Drones are no longer a distant battlefield problem. They are a domestic security challenge.
Cheap, fast‑evolving unmanned aerial systems have proliferated at a pace few defense planners anticipated, exposing U.S. military bases, federal installations and critical infrastructure to new vulnerabilities. The problem is not a lack of sensors or effectors—but a lack of coordination.
This week, the U.S. Department of War took a decisive step to address that gap.
The Joint Interagency Task Force 401 (JIATF‑401) has selected Anduril Industries’ Lattice software as the enterprise tactical command‑and‑control platform for counter‑UAS (C‑UAS) operations across the federal government. The move is anchored by an $87 million task order, the first issued under a newly established Army enterprise agreement with Anduril designed to streamline acquisition at scale.
Breaking the Counter‑Drone Silos
For years, counter‑UAS efforts have been fragmented. Individual agencies deployed radar here, electronic warfare there, kinetic effectors somewhere else—often with systems that could not share data in real time.
JIATF‑401 was created to fix that fragmentation. Its mandate is to synchronize counter‑drone efforts across the Department of War and the broader federal ecosystem. Selecting a single command‑and‑control backbone is central to that mission.
Lattice is designed to integrate diverse sensors and effectors, including legacy systems and newly fielded capabilities, into a common operational picture. From detection and tracking to classification and engagement, the platform enables operators to coordinate responses in seconds, rather than minutes.
Software as a Strategic Weapon
What makes this decision notable is not just the software—it’s the acquisition model behind it.
The $87 million award is part of a broader enterprise contract vehicle valued at up to $20 billion, allowing federal organizations to procure Anduril’s commercial products through a common framework rather than negotiating isolated contracts. Officials say this approach reduces duplication, accelerates deployment, and enables continuous software updates instead of static, multi‑year refresh cycles.
Defense officials have framed the shift as an acknowledgment that modern air defense is increasingly defined by software, not just hardware. The ability to rapidly integrate new sensors, effectors and data standards is now a core operational requirement.
Lessons From Modern Conflict
The urgency behind the move is shaped by real‑world observation.
JIATF‑401 leadership has publicly pointed to operational testing and battlefield lessons—particularly from Ukraine—as confirmation that fragmented command systems cannot keep pace with today’s drone threat. Adversaries iterate quickly. Defenders must adapt faster.
A unified command‑and‑control platform allows new capabilities to be integrated without rebuilding the entire system each time a new threat emerges.
From Program to Platform
Lattice is not new to U.S. defense operations.

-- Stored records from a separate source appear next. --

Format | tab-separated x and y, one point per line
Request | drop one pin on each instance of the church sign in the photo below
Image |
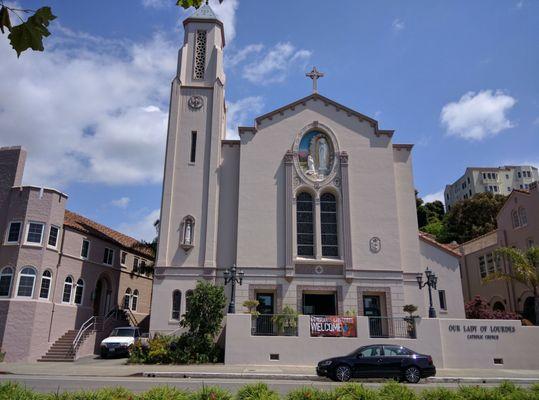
333	326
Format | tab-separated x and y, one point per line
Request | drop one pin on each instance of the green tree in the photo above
471	218
29	34
524	269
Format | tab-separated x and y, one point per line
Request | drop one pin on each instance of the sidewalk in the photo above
90	366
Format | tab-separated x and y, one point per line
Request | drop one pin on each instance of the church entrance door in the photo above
320	303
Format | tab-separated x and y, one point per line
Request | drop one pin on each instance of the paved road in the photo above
140	384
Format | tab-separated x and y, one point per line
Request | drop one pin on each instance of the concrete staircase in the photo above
62	349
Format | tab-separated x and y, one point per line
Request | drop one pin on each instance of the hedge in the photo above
261	391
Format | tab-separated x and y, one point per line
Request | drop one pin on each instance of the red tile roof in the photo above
448	248
85	225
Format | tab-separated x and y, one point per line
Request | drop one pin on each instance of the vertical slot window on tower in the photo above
200	54
192	157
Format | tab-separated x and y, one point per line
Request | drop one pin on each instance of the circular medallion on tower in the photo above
195	102
316	155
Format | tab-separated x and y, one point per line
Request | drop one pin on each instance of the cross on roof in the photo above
314	75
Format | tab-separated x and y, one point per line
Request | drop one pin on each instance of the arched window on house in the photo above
176	304
522	216
305	225
79	290
68	288
46	279
27	280
6	277
127	298
187	232
134	300
516	222
188	296
328	219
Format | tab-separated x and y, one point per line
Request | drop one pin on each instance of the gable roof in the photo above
448	248
327	102
82	224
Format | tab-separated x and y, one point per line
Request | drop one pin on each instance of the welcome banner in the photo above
333	326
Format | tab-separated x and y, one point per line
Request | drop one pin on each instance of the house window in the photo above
79	290
134	300
108	256
53	236
187	232
490	264
522	216
85	249
176	304
305	225
14	232
127	298
35	233
441	295
192	157
6	277
27	279
46	279
68	287
482	267
200	54
328	217
516	222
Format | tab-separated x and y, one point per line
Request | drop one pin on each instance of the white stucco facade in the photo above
339	228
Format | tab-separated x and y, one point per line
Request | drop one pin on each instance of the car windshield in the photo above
128	332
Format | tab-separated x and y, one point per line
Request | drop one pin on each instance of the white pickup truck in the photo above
120	341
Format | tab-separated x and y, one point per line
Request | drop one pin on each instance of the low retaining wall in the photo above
452	343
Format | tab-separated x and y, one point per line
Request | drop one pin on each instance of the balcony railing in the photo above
274	325
388	327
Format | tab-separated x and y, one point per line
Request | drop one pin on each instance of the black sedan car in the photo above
378	361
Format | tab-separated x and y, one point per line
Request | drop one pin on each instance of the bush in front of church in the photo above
202	321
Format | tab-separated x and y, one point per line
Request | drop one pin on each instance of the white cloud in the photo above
226	12
477	116
276	63
157	3
85	114
234	58
122	202
143	228
239	112
429	198
398	24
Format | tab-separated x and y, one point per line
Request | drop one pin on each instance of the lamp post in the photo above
233	276
431	282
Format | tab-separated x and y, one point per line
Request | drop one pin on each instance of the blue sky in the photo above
458	79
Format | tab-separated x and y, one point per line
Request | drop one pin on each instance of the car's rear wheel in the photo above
343	373
412	374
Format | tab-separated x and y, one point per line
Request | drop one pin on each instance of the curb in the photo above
310	377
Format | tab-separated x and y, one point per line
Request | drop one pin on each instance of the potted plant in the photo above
286	321
410	319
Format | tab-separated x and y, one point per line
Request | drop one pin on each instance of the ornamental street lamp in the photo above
431	282
233	276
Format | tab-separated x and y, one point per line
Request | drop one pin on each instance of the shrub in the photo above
478	308
256	391
164	393
439	394
308	393
353	391
396	391
211	393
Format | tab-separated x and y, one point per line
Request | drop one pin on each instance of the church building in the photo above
314	203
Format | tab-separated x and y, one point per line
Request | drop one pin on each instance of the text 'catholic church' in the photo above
315	203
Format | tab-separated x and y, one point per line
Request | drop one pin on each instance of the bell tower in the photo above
189	209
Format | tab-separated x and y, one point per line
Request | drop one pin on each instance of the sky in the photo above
456	78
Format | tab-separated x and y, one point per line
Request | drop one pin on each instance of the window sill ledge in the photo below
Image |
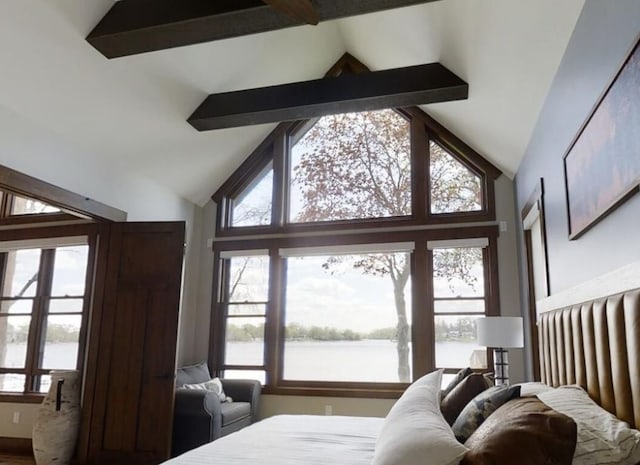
20	398
333	392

The platform has been deployed across multiple services and domains, and was recently selected as the U.S. Army’s next‑generation fire control capability for C‑UAS missions under the Integrated Battle Command System Maneuver program. The JIATF‑401 decision extends that role across the joint and interagency landscape.

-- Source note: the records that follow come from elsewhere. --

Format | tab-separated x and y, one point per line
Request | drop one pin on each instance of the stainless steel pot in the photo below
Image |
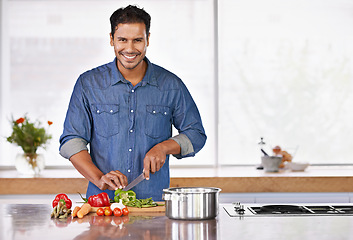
191	203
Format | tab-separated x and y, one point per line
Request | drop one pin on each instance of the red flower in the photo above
20	120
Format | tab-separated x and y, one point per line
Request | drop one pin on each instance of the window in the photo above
47	44
281	70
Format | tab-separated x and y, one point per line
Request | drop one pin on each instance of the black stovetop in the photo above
289	210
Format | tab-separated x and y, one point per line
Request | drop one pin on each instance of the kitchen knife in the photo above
134	182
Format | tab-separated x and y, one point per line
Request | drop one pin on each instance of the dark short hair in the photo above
130	14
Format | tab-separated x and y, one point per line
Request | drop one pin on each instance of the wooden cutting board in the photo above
140	210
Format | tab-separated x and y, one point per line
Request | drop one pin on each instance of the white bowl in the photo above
297	166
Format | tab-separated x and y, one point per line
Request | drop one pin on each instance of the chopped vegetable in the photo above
117	212
142	203
125	211
65	198
117	205
108	211
75	211
100	212
60	210
125	196
85	209
99	200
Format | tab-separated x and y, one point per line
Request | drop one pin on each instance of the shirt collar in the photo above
149	78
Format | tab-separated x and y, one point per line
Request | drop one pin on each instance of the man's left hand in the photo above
156	156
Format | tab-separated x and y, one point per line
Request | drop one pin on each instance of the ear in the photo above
111	39
148	39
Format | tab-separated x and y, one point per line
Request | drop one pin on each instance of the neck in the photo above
134	75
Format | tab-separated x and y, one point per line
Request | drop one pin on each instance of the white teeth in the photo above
130	57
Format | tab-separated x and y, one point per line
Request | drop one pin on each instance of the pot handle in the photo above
172	197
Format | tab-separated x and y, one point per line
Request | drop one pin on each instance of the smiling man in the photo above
124	110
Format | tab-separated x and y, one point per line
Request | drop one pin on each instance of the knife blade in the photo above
136	181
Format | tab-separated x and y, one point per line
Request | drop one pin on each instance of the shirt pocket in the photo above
106	119
158	121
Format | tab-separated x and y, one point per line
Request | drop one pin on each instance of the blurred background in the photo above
281	70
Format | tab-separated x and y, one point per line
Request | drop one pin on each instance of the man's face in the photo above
130	43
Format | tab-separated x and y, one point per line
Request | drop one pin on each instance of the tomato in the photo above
100	212
125	211
117	212
108	211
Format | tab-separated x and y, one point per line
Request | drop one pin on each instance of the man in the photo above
125	110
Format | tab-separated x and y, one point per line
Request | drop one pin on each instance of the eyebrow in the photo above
139	38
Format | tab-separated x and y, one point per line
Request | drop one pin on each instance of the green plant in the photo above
29	135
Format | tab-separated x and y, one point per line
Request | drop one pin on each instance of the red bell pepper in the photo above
65	198
99	200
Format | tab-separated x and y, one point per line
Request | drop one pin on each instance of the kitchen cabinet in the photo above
32	221
317	179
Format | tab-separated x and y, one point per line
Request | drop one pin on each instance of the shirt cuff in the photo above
185	145
72	147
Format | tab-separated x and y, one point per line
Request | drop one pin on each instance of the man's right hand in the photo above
113	180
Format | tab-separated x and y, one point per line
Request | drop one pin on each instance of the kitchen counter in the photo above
243	179
32	221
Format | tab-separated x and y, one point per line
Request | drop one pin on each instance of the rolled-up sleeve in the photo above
72	147
187	121
77	125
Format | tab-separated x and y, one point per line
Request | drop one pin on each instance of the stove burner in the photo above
280	209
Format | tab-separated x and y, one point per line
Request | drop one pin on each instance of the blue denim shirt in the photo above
122	122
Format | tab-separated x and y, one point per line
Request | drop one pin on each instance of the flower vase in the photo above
29	163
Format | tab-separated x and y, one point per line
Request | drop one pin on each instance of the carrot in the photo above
85	209
75	211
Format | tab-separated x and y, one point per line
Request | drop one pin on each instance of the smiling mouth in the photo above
129	57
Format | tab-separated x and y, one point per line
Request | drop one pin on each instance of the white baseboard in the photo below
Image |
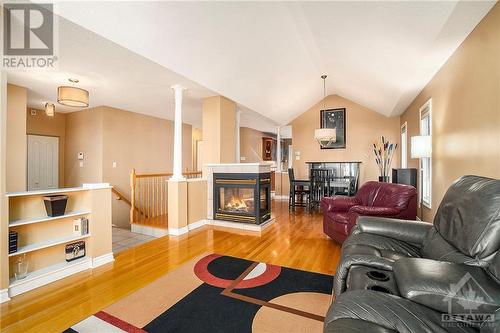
102	260
43	277
178	231
197	224
242	226
4	295
147	230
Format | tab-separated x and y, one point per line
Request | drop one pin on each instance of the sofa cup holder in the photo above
380	289
378	276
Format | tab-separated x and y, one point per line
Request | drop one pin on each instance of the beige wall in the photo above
196	194
16	138
228	131
282	184
465	111
251	145
106	135
197	136
137	141
219	130
364	127
41	124
84	134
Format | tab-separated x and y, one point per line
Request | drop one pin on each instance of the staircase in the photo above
149	202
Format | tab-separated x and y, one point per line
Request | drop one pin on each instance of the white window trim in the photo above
424	110
404	157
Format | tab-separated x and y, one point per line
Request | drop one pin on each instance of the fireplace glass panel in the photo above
263	199
236	200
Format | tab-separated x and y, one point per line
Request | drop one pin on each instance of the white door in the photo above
43	162
199	155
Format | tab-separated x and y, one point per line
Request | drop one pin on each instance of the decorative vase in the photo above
21	268
383	179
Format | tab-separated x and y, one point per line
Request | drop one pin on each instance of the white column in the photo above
278	150
177	172
238	114
4	205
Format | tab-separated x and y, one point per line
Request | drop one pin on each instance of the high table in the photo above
343	175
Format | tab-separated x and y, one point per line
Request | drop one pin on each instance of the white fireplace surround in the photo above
210	169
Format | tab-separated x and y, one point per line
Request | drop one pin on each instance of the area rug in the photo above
217	293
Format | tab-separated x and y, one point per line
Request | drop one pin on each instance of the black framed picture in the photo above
334	118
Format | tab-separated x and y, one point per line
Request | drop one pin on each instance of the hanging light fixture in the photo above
72	96
50	109
325	136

The goal is not a single solution, but a common digital foundation—one that allows disparate tools to operate as a coordinated defense network.
A Signal Beyond Counter‑UAS
At its core, the contract signals a broader transformation.
By prioritizing enterprise software, modular integration and commercial deployment models, the Department of War is reshaping how it acquires and fields technology. Counter‑drone defense is the proving ground—but the implications extend far beyond it.
In the drone age, command and control is no longer a supporting function. It is the fight.